Na avaliação de Rubens, operar trens não seria problema para eles. A linha azul, que liga as estações Jabaquara e Tucuruvi, tem trens totalmente computadorizados, em que os operadores permanecem para garantir providências em caso de pane. Os carros alinham-se à plataforma e abrem e fecham portas automaticamente.

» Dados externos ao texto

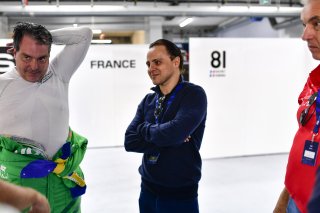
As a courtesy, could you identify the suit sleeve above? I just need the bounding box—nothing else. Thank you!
[138,87,207,147]
[124,98,159,154]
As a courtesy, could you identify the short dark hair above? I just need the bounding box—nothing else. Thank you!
[12,22,52,53]
[149,39,183,72]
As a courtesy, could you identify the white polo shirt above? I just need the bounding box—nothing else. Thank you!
[0,28,92,157]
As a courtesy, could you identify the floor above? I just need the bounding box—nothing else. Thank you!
[82,148,288,213]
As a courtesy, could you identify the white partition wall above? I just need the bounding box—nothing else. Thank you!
[65,45,153,147]
[189,38,317,158]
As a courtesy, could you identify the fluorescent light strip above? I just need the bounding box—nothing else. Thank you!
[92,30,102,34]
[91,39,112,44]
[179,18,193,27]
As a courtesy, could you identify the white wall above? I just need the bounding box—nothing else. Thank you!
[51,45,153,147]
[190,38,316,158]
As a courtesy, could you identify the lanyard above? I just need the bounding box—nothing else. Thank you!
[311,89,320,141]
[155,82,183,124]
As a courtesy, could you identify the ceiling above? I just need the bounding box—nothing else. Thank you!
[0,0,302,42]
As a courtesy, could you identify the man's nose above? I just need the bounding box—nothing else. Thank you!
[30,59,38,70]
[301,24,315,41]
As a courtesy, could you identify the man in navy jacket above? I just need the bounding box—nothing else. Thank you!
[125,39,207,213]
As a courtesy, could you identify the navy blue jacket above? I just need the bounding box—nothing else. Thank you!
[124,78,207,200]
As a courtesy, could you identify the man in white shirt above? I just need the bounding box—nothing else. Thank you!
[0,23,92,212]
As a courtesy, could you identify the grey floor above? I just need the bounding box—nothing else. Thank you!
[82,148,288,213]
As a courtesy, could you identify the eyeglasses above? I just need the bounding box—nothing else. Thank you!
[154,95,166,119]
[299,92,318,126]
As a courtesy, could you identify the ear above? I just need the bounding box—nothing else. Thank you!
[12,48,17,58]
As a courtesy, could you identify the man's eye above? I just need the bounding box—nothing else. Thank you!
[39,57,47,63]
[23,56,31,61]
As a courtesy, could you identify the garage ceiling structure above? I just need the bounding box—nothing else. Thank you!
[0,0,302,43]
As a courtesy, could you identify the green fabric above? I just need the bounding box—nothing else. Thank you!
[0,132,88,213]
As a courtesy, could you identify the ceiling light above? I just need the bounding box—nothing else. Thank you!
[92,30,102,34]
[179,18,193,27]
[91,39,112,44]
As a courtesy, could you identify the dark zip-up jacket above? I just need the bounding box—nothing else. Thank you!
[124,80,207,198]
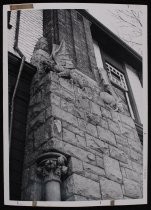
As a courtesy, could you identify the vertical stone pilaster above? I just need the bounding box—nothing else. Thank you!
[37,152,67,201]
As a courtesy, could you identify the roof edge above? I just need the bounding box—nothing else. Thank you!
[76,9,142,62]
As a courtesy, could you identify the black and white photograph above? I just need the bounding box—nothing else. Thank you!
[3,3,148,206]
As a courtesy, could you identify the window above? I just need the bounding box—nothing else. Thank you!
[105,62,135,119]
[106,62,128,91]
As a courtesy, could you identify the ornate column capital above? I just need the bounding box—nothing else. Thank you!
[37,152,67,182]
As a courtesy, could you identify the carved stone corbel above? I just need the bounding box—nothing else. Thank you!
[98,68,123,112]
[37,152,68,201]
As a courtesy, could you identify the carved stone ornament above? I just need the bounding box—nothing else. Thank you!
[31,37,123,112]
[37,152,68,181]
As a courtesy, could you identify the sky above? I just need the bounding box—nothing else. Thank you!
[87,4,143,55]
[34,3,147,55]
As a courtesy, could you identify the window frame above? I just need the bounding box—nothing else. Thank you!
[98,47,142,127]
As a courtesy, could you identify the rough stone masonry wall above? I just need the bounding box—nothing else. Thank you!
[22,9,143,201]
[43,9,96,79]
[22,65,143,200]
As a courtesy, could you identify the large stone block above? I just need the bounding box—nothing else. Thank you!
[68,157,84,174]
[62,174,101,200]
[103,155,123,183]
[66,195,90,201]
[33,125,46,148]
[62,142,96,165]
[83,162,105,176]
[101,107,112,119]
[63,128,77,145]
[115,135,128,147]
[60,88,75,103]
[100,177,123,200]
[76,135,86,148]
[91,102,101,116]
[60,98,68,111]
[119,159,132,169]
[50,93,60,106]
[108,119,121,135]
[128,139,143,154]
[86,134,109,154]
[97,126,116,145]
[119,113,135,128]
[59,78,74,93]
[86,123,97,137]
[123,178,142,198]
[52,105,78,126]
[132,161,143,174]
[109,145,128,163]
[96,156,104,168]
[125,168,141,183]
[62,121,84,136]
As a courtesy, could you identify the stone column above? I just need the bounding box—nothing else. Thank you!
[37,152,67,201]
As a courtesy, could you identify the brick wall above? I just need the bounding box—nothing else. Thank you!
[8,10,43,62]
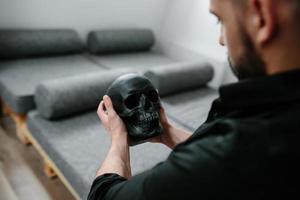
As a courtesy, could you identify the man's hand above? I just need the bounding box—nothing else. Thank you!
[150,107,191,149]
[97,96,131,178]
[97,95,127,140]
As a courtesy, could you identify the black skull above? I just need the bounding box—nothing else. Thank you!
[107,74,163,143]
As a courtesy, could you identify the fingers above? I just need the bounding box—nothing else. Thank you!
[160,106,168,123]
[103,95,117,116]
[97,101,108,124]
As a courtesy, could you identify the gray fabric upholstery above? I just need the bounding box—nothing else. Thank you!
[27,111,170,199]
[91,51,178,72]
[162,87,218,131]
[88,29,155,54]
[0,55,105,113]
[144,62,214,96]
[0,29,84,58]
[35,69,133,119]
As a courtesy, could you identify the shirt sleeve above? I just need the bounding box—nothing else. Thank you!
[89,119,262,200]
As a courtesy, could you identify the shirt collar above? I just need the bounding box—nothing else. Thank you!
[219,70,300,108]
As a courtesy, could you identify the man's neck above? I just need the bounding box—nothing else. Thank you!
[264,36,300,75]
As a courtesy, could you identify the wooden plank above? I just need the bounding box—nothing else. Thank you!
[2,102,30,145]
[0,98,9,115]
[20,123,81,200]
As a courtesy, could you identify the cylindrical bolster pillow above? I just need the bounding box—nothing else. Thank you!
[88,29,155,54]
[0,29,84,59]
[34,69,132,119]
[144,63,214,96]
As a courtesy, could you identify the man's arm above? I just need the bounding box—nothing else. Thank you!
[97,96,131,178]
[150,105,192,149]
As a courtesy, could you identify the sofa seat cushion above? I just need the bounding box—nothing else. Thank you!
[91,52,177,72]
[162,87,218,132]
[0,55,105,113]
[27,111,170,199]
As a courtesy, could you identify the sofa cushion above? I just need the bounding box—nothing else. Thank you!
[90,51,178,72]
[27,111,170,199]
[0,29,84,59]
[144,62,214,96]
[88,29,155,54]
[35,69,132,119]
[0,55,105,113]
[162,87,218,131]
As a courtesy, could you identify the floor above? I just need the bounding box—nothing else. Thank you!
[0,116,74,200]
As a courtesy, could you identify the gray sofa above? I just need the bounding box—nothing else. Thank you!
[0,29,217,199]
[0,30,105,114]
[0,29,179,114]
[27,63,217,199]
[87,29,178,72]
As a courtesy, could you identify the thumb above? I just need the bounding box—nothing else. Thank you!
[103,95,116,115]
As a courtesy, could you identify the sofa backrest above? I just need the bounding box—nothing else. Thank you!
[88,29,155,54]
[0,29,84,59]
[34,69,134,119]
[144,62,214,96]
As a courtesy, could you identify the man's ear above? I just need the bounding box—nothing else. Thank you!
[249,0,277,45]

O mais difícil, segundo ele, é ter acesso ao pátio de manobras, uma espécie de estacionamento de trens que fica em meio de túneis, entre estações, utilizado quando os trens têm problemas e onde é necessário passar por passarelas bem estreitas. “O operador que não tem deficiência já tem dificuldade, para o que tem a dificuldade é maior. Mas durante o treinamento, eu fui”, comenta Rubens. “Eu consegui atuar como operador do meu jeito”, avalia.
Processo
Os trabalhadores decidiram mover um processo contra o Metrô solicitando a reintegração ao quadro funcional, além de indenização por danos morais sofridos durante o treinamento e pela perda do emprego. “Brincaram com nossas vidas, fomos expostos a situações vexatórias e depois dispensados”, acusa Rubens, que após a demissão ficou várias semanas sem dormir.
“Eu só chorava e não dormia”, relata. “Psicologicamente, você não faz ideia do que eu passo. É muito constrangedor aos 47 anos, com família para cuidar, passar por essa reviravolta e terminar desempregado”, resume Rubens.
De acordo com Flávio Godói, diretor do Sindicato dos Metroviários de São Paulo, o Metrô comete um grande erro ao abrir concurso para trabalhadores com deficiência sem estipular o tipo de deficiência que se aceita ou não. Ele afirma que o sindicato tentou negociar a realocação dos trabalhadores para outra função, para evitar as demissões, mas a empresa não aceitou.
“Entendemos que o Metrô poderia aproveitar a pessoa que passou no concurso em outras áreas, de forma muito tranquila para todas as partes, até porque é muito difícil passar no concurso do Metrô. Então, estamos falando de pessoas bem preparadas”, relata o sindicalista.
Segundo Almir de Castro, diretor dos Metroviários que acompanhou o treinamento dos operadores de trem, “o Metrô teve oportunidade de dizer para eles que não seriam operadores, mas deixou o barco correr até chegar a esta situação difícil”. “A situação deles realmente foi constrangedora”, interpreta o diretor.